Getting truthful reports from untrusted people

Data Entry Warnings in Hivekit This is a bit of a delicate topic. Not all operations are equally trustworthy. On some sites, your crews are a well-oiled team that reports their tons, meters and trips to the second decimal point. And when surveyors go in later, everything is exactly as reported.

Then there’s the other kind of site.

Sometimes, reporting discipline is just low and operators don’t radio in their numbers. Sometimes, it’s more deliberate. Inflating or manipulating numbers can be in an individual’s best interest: to hide mistakes, cover up slacking or squeeze out a bit of extra bonus by overreporting haul trips.

That isn’t just bad for trust and morale. Feed those numbers into mine planning and you’re making real decisions based on fictional production.

But you don’t simply have to accept whatever is reported. If you already collect operational data, you can cross-check reports—all without installing expensive truck scales or having a supervisor watch every load.

Here’s how.

Know what numbers you’re expecting

Schedule Screenshot

The easiest way to hide a bad number is simply not to report it. It’s also one of the easiest problems to spot.

If you have a clear schedule of the shift’s activities, the people and vehicles assigned to them, and the metrics each activity requires, missing reports stand out.

“No number” shouldn’t quietly turn into “nothing to worry about.”

Check contextual feasibility

Contextual Feasability

The first check on any number should be: “Is this possible at all?”

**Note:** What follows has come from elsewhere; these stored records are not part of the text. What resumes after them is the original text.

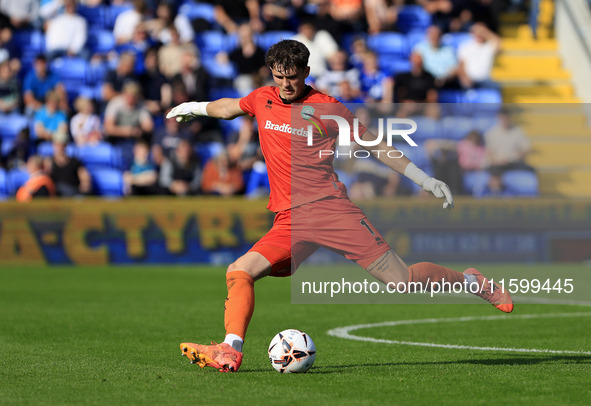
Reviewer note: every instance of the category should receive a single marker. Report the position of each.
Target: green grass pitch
(110, 336)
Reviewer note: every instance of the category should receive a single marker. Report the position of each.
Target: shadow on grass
(531, 360)
(523, 360)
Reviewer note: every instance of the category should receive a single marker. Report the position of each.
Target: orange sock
(239, 303)
(430, 274)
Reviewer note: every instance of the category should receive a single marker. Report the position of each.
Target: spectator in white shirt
(127, 21)
(476, 56)
(321, 45)
(66, 33)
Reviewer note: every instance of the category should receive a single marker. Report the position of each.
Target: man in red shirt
(306, 183)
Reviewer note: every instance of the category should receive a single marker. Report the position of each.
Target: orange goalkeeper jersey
(298, 172)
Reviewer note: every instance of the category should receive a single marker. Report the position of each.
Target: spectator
(165, 18)
(170, 56)
(382, 15)
(321, 45)
(9, 89)
(116, 79)
(38, 185)
(85, 126)
(448, 15)
(329, 82)
(49, 120)
(192, 78)
(68, 174)
(249, 60)
(180, 174)
(167, 139)
(38, 82)
(156, 89)
(222, 177)
(506, 148)
(127, 21)
(416, 86)
(440, 61)
(276, 14)
(374, 82)
(142, 178)
(126, 117)
(22, 14)
(66, 33)
(477, 56)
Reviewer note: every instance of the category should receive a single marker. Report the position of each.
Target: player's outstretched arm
(225, 108)
(404, 166)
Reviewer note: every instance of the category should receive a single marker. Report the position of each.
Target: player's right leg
(238, 309)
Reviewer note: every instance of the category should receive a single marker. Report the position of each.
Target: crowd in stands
(85, 86)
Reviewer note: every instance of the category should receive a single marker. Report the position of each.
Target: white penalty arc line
(345, 332)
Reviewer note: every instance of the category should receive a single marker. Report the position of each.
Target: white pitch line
(345, 332)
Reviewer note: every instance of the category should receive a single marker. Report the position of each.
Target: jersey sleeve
(248, 103)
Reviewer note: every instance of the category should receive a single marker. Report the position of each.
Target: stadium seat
(393, 66)
(102, 154)
(520, 183)
(112, 12)
(194, 11)
(94, 16)
(212, 42)
(389, 43)
(476, 183)
(427, 128)
(100, 41)
(266, 39)
(11, 125)
(107, 181)
(456, 128)
(217, 70)
(15, 178)
(413, 18)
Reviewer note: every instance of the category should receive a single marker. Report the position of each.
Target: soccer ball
(292, 351)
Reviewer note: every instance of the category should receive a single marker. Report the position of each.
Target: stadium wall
(216, 231)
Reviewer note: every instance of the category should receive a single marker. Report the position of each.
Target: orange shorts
(333, 223)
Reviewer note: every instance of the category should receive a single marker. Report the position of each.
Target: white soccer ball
(292, 351)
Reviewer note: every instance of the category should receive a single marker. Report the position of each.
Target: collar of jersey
(304, 94)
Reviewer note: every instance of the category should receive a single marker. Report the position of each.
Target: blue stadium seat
(413, 18)
(427, 128)
(94, 16)
(11, 125)
(194, 11)
(212, 42)
(3, 190)
(476, 183)
(521, 183)
(455, 39)
(266, 39)
(107, 181)
(15, 179)
(100, 41)
(112, 12)
(456, 128)
(389, 43)
(393, 66)
(102, 154)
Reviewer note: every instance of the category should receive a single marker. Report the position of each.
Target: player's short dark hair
(286, 55)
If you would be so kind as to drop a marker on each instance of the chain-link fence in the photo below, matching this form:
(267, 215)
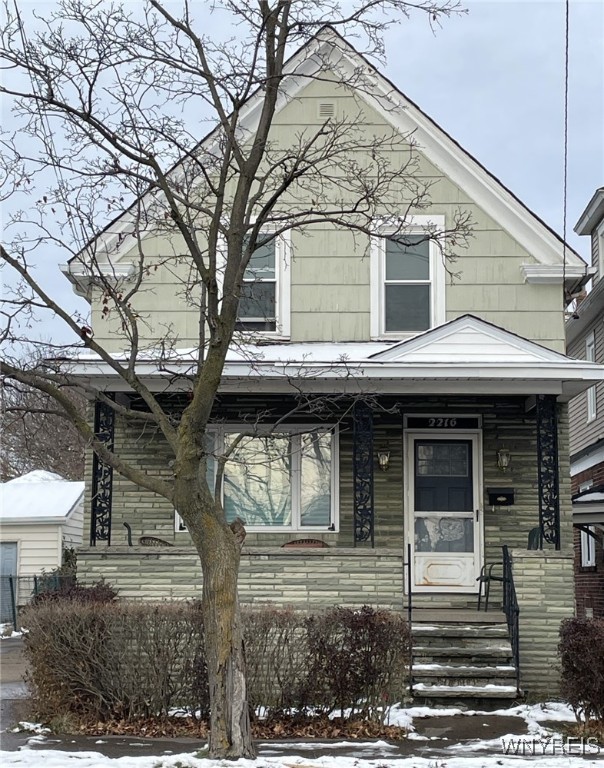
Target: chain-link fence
(18, 591)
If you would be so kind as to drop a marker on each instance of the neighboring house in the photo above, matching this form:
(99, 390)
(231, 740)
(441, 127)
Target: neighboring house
(461, 449)
(40, 514)
(585, 338)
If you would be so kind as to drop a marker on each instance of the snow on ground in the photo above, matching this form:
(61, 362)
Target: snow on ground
(532, 714)
(541, 748)
(36, 758)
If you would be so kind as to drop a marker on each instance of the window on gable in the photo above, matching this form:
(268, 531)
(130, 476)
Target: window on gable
(590, 354)
(407, 279)
(258, 302)
(588, 548)
(407, 284)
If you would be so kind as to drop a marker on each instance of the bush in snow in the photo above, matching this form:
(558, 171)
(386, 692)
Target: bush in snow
(581, 652)
(127, 661)
(115, 660)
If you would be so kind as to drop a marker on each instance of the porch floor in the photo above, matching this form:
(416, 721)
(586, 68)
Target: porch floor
(457, 616)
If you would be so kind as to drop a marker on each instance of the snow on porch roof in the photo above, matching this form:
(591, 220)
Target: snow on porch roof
(465, 351)
(39, 497)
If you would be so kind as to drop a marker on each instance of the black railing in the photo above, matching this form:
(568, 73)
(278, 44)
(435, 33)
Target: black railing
(18, 591)
(512, 612)
(407, 574)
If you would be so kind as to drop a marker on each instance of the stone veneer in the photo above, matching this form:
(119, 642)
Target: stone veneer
(545, 592)
(302, 578)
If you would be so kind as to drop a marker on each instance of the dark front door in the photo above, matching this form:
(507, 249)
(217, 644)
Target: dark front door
(444, 521)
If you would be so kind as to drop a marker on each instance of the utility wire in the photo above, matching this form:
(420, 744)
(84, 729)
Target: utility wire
(565, 180)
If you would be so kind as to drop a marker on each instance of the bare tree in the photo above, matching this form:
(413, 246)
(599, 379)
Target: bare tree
(110, 100)
(37, 435)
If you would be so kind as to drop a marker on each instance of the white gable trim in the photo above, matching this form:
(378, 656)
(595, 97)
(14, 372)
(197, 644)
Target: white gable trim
(484, 334)
(455, 162)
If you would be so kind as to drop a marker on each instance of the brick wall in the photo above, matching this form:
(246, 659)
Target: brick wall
(545, 592)
(595, 474)
(589, 582)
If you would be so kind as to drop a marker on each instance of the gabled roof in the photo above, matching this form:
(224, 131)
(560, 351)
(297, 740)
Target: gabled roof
(469, 340)
(39, 497)
(439, 147)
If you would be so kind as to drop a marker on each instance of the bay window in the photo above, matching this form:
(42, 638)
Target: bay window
(286, 480)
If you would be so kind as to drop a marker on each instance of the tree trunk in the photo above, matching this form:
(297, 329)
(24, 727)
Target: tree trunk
(230, 734)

Could the truck carry the reported tonnage in the reported number of trips? Could it complete those trips in the available time, including loading, travel, unloading and queues? Could the excavator load that much material?

Twelve trips might sound reasonable. Twelve trips with an hour-long cycle time, completed during a six-hour shift, need an explanation.

Reconcile with contextual clues

Next, check whether other data supports the report.

An operator reports 12 trips and 2,230 tons. The truck started with 432 liters of fuel and finished with 403. That’s 29 liters used, assuming no refueling.

Does that fit the route, distance and truck’s usual consumption when empty and loaded?

Allow for idling, gradients and road conditions: fuel consumption depends on more than payload. Set tolerances using your own site data, rather than assuming a universal ±10%.

Fuel alone won’t prove a report is false. But fuel use, movement records and operating hours can reveal numbers that deserve a closer look.

Reconcile the production chain

Material Movement As your understanding of material movement improves, false reports become harder to hide.

Your heading dimensions and actual advance give you an estimated excavated volume. Local density gives you an estimated tonnage. That material should then appear in haul records, muck piles, surface pads or processing feeds.

For each stockpile, the logic is simple:

Opening stock + incoming material − outgoing material = closing stock.

Compare the same time periods and allow for measurement uncertainty, moisture and the volume change when rock is blasted.

If a crew reports hauling more material than was available, or a stockpile keeps growing without recorded deliveries, something doesn’t add up.

Detect statistical outliers

Statistical Outliers Sometimes, a crew just has a really good day. It happens. But a driver or team consistently reporting production well above the usual range deserves a closer look.

Compare like with like: similar equipment, routes, materials and shift conditions. The question is whether the reported performance makes sense under those conditions.

Flag discrepancies before pointing fingers

An outlier is a reason to investigate. It isn’t a verdict. A typo, faulty sensor or delayed report can look suspicious too.

But repeated discrepancies deserve attention.

The goal is to build confidence in your numbers through consistent checks and reconciliations, with a reporting system that handles the routine verification automatically.

That way, honest work gets the credit—and fictional production doesn’t.